The amendment passed by voice vote in the House on February 14, 2010
Modifies the state security breach law and provides a cause of action for a financial institution if account information is compromised by a lack of reasonable care by a business, processor, or vendor.
Received in the Senate on February 16, 2010
Referred to the Senate Labor, Commerce & Consumer Protection Committee on February 16, 2010
Amendment offered in the Senate on February 26, 2010
To provide that businesses that process more than six million credit and debit card transactions are liable to a financial institution for a failure to exercise reasonable care through encryption of account information if they are proximate cause of a breach of security. Vendors are liable to a financial institution to the extent that the damages are due to a defect in the vendor's software or equipment related to the encryption. A claim against a vendor may be limited or forestalled by another provision of law or by a contract with the financial institution.

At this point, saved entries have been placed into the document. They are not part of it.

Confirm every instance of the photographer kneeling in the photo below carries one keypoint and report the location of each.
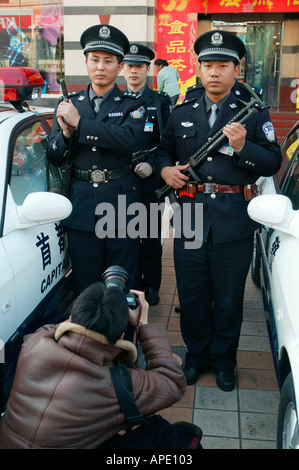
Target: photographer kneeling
(63, 395)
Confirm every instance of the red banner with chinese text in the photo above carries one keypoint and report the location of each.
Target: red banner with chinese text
(228, 6)
(176, 36)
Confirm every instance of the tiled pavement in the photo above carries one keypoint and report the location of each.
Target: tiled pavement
(246, 417)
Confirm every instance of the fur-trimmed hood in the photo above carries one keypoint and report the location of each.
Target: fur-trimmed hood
(128, 348)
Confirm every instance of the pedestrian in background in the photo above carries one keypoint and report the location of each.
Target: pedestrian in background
(211, 278)
(99, 128)
(157, 111)
(167, 80)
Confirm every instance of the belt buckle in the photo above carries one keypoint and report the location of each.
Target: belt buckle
(209, 188)
(98, 176)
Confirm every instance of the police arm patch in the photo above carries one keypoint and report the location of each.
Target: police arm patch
(138, 113)
(269, 132)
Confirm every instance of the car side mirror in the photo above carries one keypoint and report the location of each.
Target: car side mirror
(275, 211)
(43, 207)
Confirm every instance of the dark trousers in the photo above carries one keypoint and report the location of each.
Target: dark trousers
(91, 256)
(211, 282)
(157, 434)
(150, 247)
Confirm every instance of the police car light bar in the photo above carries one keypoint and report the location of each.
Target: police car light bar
(20, 83)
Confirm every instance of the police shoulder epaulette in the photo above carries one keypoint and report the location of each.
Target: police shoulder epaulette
(194, 87)
(71, 95)
(183, 103)
(135, 96)
(74, 93)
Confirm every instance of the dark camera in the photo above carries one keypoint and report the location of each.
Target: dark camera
(118, 277)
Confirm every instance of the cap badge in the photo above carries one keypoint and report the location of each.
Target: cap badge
(134, 49)
(216, 39)
(104, 32)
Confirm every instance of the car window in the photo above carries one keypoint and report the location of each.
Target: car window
(288, 149)
(31, 170)
(290, 186)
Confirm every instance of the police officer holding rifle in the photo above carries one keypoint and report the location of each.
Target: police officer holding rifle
(94, 133)
(211, 274)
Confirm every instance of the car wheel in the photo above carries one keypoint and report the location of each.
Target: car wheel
(256, 264)
(287, 425)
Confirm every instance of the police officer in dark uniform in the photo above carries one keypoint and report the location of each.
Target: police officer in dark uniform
(100, 138)
(157, 111)
(211, 278)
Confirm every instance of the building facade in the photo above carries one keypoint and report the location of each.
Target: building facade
(45, 34)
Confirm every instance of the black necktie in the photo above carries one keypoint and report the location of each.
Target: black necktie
(97, 102)
(213, 115)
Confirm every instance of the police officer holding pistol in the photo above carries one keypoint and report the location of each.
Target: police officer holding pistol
(99, 127)
(157, 111)
(211, 278)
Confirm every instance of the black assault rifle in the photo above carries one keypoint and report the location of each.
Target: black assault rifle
(209, 148)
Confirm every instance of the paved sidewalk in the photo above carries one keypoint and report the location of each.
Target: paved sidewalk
(246, 417)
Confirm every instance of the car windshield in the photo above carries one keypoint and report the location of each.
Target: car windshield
(289, 148)
(290, 181)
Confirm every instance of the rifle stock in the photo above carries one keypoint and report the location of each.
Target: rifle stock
(142, 155)
(209, 148)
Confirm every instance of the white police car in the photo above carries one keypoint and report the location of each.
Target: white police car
(35, 286)
(275, 268)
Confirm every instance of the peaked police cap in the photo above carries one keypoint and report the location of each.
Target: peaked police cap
(139, 54)
(104, 37)
(219, 45)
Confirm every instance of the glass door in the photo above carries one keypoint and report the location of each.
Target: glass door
(261, 65)
(263, 59)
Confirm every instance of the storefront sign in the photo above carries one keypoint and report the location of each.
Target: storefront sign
(176, 36)
(228, 6)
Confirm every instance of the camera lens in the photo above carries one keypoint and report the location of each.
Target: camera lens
(116, 276)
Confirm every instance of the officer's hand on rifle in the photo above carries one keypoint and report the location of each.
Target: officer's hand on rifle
(173, 177)
(143, 169)
(236, 134)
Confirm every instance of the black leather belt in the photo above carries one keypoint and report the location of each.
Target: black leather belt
(101, 176)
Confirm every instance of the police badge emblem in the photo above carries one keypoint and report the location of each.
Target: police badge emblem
(216, 39)
(138, 113)
(134, 49)
(104, 32)
(269, 131)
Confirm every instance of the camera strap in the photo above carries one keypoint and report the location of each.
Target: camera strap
(122, 382)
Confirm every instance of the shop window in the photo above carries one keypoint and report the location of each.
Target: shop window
(33, 36)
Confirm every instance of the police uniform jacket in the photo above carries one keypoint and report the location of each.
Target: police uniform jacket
(150, 136)
(103, 141)
(188, 130)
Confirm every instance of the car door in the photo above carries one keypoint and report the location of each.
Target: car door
(35, 258)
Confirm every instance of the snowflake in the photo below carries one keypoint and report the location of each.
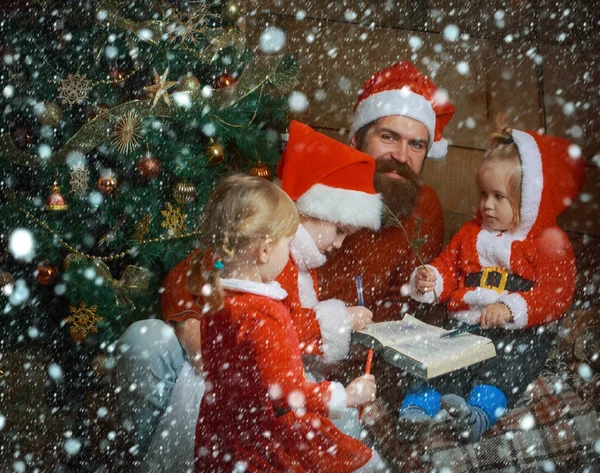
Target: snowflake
(79, 178)
(74, 88)
(83, 318)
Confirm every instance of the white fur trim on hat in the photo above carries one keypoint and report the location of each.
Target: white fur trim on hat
(343, 206)
(532, 180)
(438, 150)
(304, 251)
(401, 102)
(336, 329)
(427, 297)
(271, 289)
(338, 401)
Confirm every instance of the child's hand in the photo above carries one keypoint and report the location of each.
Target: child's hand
(359, 317)
(361, 391)
(495, 315)
(425, 279)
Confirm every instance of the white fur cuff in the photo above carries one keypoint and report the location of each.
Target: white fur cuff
(518, 307)
(427, 297)
(336, 329)
(338, 402)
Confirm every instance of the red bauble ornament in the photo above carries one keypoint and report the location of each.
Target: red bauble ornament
(56, 202)
(47, 274)
(107, 183)
(224, 80)
(148, 166)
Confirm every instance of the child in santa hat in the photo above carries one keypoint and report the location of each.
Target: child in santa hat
(260, 413)
(511, 270)
(332, 185)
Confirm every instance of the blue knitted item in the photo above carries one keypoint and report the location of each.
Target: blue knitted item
(489, 399)
(426, 398)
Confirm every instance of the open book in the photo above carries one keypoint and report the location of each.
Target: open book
(417, 347)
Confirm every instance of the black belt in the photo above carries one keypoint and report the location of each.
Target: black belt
(499, 280)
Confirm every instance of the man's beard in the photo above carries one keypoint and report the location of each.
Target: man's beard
(400, 195)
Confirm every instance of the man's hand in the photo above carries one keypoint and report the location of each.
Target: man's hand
(359, 317)
(361, 391)
(425, 279)
(495, 315)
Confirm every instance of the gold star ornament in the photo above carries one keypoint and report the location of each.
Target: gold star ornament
(160, 87)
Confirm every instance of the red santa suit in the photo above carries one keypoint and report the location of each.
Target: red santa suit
(336, 187)
(385, 259)
(324, 327)
(259, 411)
(536, 260)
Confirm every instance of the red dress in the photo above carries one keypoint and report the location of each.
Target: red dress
(323, 326)
(258, 408)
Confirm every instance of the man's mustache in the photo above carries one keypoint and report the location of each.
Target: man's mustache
(383, 165)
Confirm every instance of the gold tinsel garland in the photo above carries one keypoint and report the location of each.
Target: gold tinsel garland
(83, 319)
(116, 256)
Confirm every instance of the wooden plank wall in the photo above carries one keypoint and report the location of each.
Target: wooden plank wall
(538, 61)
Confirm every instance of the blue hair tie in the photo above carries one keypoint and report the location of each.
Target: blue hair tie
(219, 265)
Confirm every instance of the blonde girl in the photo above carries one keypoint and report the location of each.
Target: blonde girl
(259, 412)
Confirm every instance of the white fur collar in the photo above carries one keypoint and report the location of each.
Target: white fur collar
(304, 251)
(271, 290)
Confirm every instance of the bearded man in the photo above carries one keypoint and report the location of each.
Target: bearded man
(399, 119)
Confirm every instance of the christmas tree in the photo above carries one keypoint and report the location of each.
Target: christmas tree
(118, 119)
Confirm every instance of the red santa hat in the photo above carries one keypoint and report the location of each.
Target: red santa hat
(402, 90)
(553, 173)
(329, 180)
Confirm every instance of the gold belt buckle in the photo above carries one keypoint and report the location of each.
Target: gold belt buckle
(494, 269)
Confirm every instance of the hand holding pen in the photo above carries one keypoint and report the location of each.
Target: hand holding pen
(359, 315)
(369, 362)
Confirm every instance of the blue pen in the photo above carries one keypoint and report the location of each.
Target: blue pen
(361, 300)
(454, 333)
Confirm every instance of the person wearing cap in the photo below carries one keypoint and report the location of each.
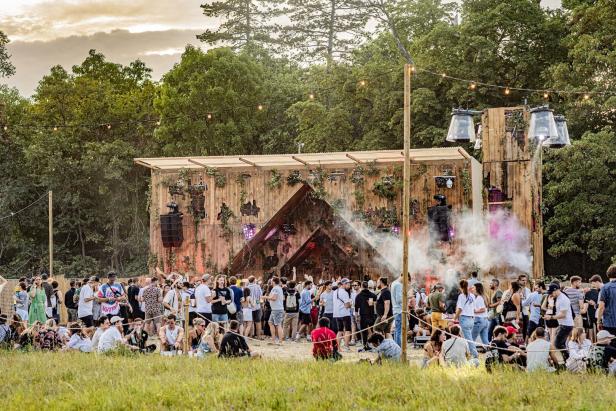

The amendment passed by voice vote in the Senate on February 26, 2010
Referred to the Senate Rules Committee on February 26, 2010
Received in the House on March 6, 2010
Modifies the state security breach law. Provides a cause of action for a financial institution if account information is compromised by a lack of reasonable care by a business, processor, or vendor.
Signed by Gov. Christine Gregoire on March 22, 2010
Modifies the state security breach law. Provides a cause of action for a financial institution if account information is compromised by a lack of reasonable care by a business, processor, or vendor.